In the embodiment of the present invention shown in Fig. 14, the sealed closing mechanism used for starting the continuous hot dipping coating process is shown. With reference to Fig. 14, the closing mechanism 10 comprises two pushing tables 52 and a tube made of soft refractory material which may be crushed by pressure applied by both tables 52 which move in reciprocal opposite directions and which simultaneously push the tube made of soft refractory material on both the inlet of the opening 16 at the bottom of the container 11 and the steel strip 13, so as to operate a mechanical closing of the container 11 while this is filled with molten coating material before starting the motion of the strip 13 or in emergence situations, for example the absence of power supply to the inductor.

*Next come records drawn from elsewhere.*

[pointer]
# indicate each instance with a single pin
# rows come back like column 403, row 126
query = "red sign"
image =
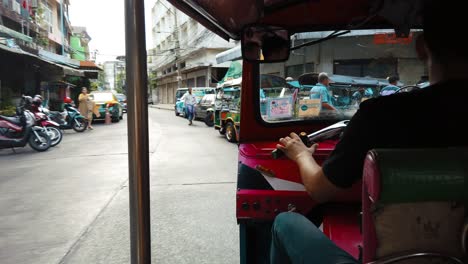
column 383, row 38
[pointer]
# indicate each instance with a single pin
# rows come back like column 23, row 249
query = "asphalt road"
column 70, row 204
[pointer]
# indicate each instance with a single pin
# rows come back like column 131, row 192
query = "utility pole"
column 177, row 47
column 63, row 28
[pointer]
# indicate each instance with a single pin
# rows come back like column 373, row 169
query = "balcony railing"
column 13, row 11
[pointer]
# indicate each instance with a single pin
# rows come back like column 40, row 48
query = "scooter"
column 20, row 130
column 50, row 127
column 70, row 118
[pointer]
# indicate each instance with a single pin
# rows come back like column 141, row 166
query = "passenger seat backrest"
column 414, row 201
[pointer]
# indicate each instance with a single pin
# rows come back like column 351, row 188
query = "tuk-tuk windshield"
column 328, row 81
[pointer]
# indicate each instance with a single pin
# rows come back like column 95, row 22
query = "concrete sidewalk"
column 163, row 106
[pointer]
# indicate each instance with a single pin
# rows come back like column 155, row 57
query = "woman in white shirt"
column 189, row 101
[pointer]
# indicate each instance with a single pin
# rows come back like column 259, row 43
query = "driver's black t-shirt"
column 430, row 117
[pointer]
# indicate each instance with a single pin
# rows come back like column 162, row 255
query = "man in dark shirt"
column 429, row 117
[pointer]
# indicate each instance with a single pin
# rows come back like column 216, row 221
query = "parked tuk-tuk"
column 199, row 92
column 227, row 109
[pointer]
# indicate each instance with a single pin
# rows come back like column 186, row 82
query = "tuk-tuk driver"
column 320, row 91
column 394, row 121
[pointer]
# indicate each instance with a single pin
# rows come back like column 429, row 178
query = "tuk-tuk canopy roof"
column 227, row 18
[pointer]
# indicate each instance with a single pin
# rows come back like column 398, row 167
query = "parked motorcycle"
column 20, row 130
column 70, row 118
column 50, row 127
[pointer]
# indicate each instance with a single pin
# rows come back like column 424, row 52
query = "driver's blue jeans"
column 297, row 240
column 189, row 109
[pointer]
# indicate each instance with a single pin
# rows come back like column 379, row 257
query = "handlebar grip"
column 277, row 153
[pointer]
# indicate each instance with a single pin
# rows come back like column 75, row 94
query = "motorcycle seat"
column 14, row 119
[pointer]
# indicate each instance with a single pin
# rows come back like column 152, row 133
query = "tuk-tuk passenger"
column 362, row 93
column 417, row 119
column 392, row 87
column 320, row 91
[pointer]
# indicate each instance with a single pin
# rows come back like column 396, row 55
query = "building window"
column 295, row 71
column 191, row 82
column 201, row 81
column 218, row 74
column 48, row 18
column 381, row 68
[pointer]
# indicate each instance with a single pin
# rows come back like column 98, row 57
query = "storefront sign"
column 384, row 38
column 309, row 107
column 279, row 107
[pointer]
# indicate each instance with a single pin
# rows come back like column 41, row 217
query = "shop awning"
column 6, row 32
column 66, row 70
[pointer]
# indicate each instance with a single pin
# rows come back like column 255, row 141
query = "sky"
column 104, row 20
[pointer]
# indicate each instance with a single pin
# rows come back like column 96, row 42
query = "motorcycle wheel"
column 41, row 143
column 79, row 125
column 209, row 120
column 55, row 135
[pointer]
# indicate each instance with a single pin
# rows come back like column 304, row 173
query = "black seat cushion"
column 15, row 120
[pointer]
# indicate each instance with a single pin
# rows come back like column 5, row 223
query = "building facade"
column 114, row 74
column 79, row 42
column 35, row 51
column 183, row 53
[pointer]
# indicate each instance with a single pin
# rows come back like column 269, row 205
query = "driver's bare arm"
column 315, row 182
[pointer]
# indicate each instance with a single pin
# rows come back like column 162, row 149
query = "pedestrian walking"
column 189, row 101
column 87, row 106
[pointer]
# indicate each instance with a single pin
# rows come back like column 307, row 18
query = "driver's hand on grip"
column 315, row 182
column 294, row 148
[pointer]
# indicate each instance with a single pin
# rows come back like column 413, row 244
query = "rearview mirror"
column 265, row 44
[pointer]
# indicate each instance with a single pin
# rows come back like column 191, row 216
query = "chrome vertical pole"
column 138, row 145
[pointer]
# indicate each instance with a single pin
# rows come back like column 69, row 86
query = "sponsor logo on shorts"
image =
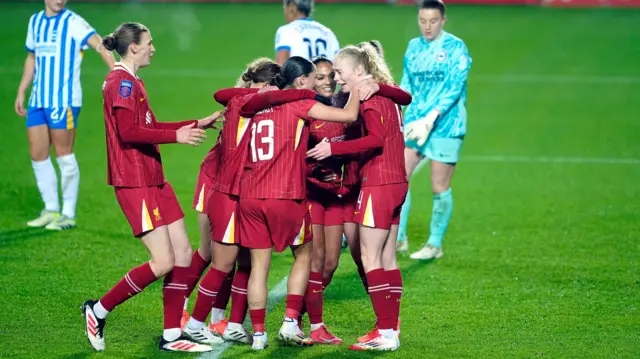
column 156, row 213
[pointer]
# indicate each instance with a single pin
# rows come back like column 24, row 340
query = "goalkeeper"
column 435, row 71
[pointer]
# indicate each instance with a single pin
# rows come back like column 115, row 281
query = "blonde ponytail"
column 246, row 79
column 366, row 55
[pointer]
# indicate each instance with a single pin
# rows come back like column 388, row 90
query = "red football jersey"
column 384, row 165
column 133, row 156
column 211, row 161
column 332, row 132
column 351, row 168
column 277, row 152
column 233, row 147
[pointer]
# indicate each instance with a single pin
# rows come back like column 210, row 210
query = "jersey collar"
column 122, row 67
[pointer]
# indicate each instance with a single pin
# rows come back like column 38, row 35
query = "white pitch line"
column 561, row 160
column 275, row 296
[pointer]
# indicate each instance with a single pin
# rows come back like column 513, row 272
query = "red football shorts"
column 148, row 208
column 222, row 212
column 325, row 210
column 273, row 223
column 203, row 187
column 349, row 206
column 379, row 206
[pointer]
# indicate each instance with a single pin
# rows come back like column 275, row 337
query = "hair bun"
column 280, row 81
column 109, row 42
column 247, row 76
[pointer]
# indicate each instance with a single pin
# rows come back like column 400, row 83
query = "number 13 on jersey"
column 262, row 131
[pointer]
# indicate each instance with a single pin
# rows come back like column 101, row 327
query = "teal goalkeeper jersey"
column 435, row 73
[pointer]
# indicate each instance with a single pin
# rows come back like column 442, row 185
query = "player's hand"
column 268, row 88
column 321, row 151
column 19, row 105
column 211, row 120
column 367, row 88
column 330, row 177
column 190, row 136
column 419, row 130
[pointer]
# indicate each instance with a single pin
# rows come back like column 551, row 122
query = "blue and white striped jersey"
column 58, row 43
column 307, row 38
column 435, row 73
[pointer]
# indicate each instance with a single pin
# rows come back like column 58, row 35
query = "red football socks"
column 363, row 276
column 222, row 299
column 198, row 265
column 132, row 283
column 257, row 319
column 294, row 305
column 173, row 292
column 207, row 292
column 395, row 288
column 313, row 299
column 239, row 295
column 378, row 292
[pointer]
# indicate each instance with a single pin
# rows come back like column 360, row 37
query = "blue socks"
column 442, row 209
column 404, row 218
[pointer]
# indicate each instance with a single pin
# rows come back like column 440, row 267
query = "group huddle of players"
column 295, row 165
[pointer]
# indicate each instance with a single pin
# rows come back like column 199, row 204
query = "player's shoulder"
column 35, row 16
column 122, row 82
column 415, row 43
column 453, row 42
column 286, row 29
column 377, row 103
column 321, row 26
column 238, row 101
column 73, row 15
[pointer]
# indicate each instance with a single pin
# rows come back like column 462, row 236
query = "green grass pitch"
column 542, row 254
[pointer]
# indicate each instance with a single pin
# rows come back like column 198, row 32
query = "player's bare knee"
column 330, row 267
column 317, row 265
column 389, row 262
column 225, row 266
column 162, row 265
column 205, row 253
column 439, row 187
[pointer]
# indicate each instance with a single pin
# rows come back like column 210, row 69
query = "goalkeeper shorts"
column 444, row 150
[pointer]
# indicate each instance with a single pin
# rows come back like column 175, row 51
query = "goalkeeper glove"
column 419, row 130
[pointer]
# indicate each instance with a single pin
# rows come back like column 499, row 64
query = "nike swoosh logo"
column 326, row 340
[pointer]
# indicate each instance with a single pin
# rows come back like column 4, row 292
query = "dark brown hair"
column 432, row 4
column 125, row 35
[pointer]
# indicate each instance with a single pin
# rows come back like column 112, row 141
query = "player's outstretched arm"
column 131, row 132
column 204, row 123
column 374, row 139
column 267, row 99
column 25, row 81
column 395, row 94
column 95, row 42
column 224, row 96
column 335, row 114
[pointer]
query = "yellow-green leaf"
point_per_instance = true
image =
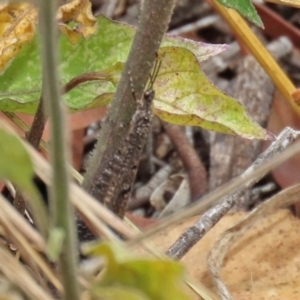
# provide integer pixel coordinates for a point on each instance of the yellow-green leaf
(146, 276)
(184, 96)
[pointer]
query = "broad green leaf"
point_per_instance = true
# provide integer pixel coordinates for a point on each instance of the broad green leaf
(184, 96)
(245, 8)
(20, 84)
(147, 276)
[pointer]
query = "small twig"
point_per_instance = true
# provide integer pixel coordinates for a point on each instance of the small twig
(234, 233)
(194, 233)
(143, 194)
(153, 22)
(191, 161)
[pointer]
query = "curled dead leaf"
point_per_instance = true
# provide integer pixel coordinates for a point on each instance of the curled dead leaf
(17, 27)
(80, 13)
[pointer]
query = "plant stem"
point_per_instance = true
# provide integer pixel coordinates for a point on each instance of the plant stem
(154, 19)
(62, 215)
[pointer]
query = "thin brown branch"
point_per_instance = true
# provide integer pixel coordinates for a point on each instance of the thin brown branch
(190, 159)
(154, 20)
(194, 233)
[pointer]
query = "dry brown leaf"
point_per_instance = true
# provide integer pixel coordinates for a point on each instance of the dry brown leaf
(264, 264)
(17, 27)
(80, 12)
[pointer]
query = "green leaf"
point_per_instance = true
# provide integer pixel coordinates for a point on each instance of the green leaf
(245, 8)
(146, 276)
(184, 96)
(15, 162)
(16, 166)
(117, 293)
(106, 51)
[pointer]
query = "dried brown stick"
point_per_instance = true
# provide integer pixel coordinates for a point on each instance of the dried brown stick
(233, 234)
(194, 233)
(190, 159)
(231, 155)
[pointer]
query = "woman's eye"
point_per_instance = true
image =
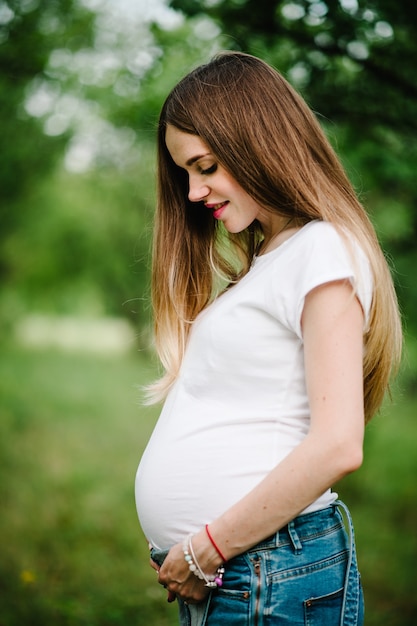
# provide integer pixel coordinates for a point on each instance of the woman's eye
(210, 170)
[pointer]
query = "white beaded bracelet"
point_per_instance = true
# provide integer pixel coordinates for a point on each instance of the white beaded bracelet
(210, 580)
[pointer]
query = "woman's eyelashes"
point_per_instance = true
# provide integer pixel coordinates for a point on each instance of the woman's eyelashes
(209, 170)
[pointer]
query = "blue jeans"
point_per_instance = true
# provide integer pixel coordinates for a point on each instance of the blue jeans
(304, 575)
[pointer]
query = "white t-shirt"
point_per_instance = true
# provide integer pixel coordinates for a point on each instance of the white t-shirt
(240, 405)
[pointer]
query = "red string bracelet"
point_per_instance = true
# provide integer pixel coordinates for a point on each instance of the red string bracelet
(215, 546)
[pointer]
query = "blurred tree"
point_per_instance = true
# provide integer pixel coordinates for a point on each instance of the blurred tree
(29, 31)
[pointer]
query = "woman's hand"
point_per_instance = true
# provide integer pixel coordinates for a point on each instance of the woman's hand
(176, 576)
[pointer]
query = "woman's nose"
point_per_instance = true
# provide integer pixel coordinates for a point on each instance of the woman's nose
(197, 191)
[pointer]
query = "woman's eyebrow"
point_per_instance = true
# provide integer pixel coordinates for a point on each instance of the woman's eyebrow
(196, 158)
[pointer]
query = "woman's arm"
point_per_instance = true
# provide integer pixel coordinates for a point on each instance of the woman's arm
(332, 324)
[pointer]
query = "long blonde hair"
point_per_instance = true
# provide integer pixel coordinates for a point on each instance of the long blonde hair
(265, 135)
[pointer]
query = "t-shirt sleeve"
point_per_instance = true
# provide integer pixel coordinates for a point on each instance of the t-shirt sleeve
(320, 256)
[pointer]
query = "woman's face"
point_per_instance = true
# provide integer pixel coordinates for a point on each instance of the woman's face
(211, 184)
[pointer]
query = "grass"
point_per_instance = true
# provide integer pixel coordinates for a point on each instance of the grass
(72, 431)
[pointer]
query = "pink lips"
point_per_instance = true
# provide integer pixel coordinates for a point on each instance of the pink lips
(217, 212)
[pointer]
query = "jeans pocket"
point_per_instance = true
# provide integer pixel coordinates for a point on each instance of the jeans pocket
(324, 609)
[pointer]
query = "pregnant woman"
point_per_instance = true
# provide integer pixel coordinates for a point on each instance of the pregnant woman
(277, 326)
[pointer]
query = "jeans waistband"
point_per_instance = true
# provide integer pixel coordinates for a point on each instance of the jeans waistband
(302, 527)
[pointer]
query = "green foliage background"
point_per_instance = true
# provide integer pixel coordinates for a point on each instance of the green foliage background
(75, 240)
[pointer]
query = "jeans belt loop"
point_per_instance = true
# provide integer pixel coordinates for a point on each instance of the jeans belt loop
(295, 540)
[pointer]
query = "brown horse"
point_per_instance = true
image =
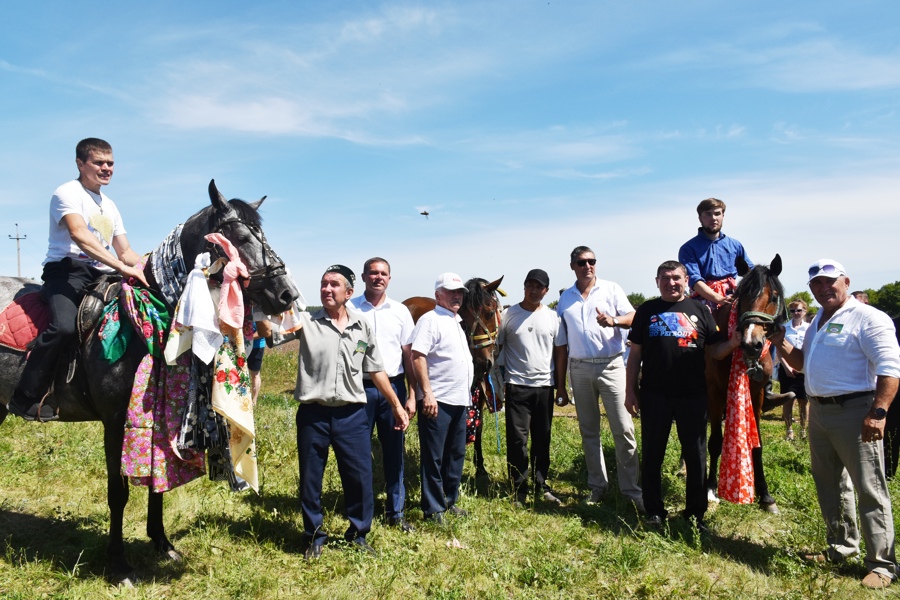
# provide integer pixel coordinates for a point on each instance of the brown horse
(480, 314)
(761, 310)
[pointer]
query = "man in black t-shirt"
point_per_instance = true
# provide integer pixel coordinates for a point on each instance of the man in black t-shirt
(666, 380)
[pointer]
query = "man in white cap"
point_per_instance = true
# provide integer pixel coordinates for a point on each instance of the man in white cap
(527, 331)
(851, 360)
(444, 371)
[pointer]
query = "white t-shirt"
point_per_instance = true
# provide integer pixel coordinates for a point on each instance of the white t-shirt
(527, 341)
(578, 327)
(97, 210)
(393, 327)
(439, 336)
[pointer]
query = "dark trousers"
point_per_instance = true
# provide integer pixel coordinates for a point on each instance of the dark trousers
(379, 413)
(63, 289)
(528, 410)
(346, 429)
(442, 443)
(657, 413)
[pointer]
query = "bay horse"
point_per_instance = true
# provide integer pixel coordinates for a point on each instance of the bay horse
(761, 311)
(100, 391)
(480, 314)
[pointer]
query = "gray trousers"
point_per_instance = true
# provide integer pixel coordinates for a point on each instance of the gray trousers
(837, 450)
(605, 380)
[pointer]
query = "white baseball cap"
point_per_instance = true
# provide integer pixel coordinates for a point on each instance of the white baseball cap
(826, 268)
(449, 281)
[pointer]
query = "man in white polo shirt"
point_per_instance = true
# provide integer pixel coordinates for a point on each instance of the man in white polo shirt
(444, 371)
(851, 360)
(594, 315)
(393, 327)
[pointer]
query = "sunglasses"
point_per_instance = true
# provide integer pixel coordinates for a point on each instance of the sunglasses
(827, 270)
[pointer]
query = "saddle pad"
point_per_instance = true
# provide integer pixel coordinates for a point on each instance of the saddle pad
(22, 320)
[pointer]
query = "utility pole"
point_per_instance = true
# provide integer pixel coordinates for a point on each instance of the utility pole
(18, 252)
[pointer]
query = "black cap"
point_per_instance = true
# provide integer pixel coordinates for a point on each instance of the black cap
(540, 276)
(345, 271)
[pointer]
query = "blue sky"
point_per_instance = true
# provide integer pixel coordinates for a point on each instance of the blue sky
(524, 128)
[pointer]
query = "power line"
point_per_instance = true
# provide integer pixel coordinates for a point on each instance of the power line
(18, 252)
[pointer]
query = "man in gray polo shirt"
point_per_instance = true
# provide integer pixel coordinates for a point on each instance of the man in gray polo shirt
(336, 347)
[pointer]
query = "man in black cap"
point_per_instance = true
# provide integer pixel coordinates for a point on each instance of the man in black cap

Once the inductor 3 has been activated for operating the semi-levitation of the bath by means of magnetic field, the closing mechanism 10 is opened and the strip 13 is moved in a vertical direction through the bath 17. Since the soft refractory material tube, preferably made of ceramic, may be partially coated with a solidified coating material when the closing mechanism 10 is activated, before the subsequent closing and after emptying the container 11 of molten coating material through the absorber 9, the feeding means 2 must be activated at high frequency, e.g. up to 400 Hz, in order to heat by induction and melt the solidified coating material remained on the soft ceramic tube. The flux dispersed by the inductor 3 is exploited to achieve this result.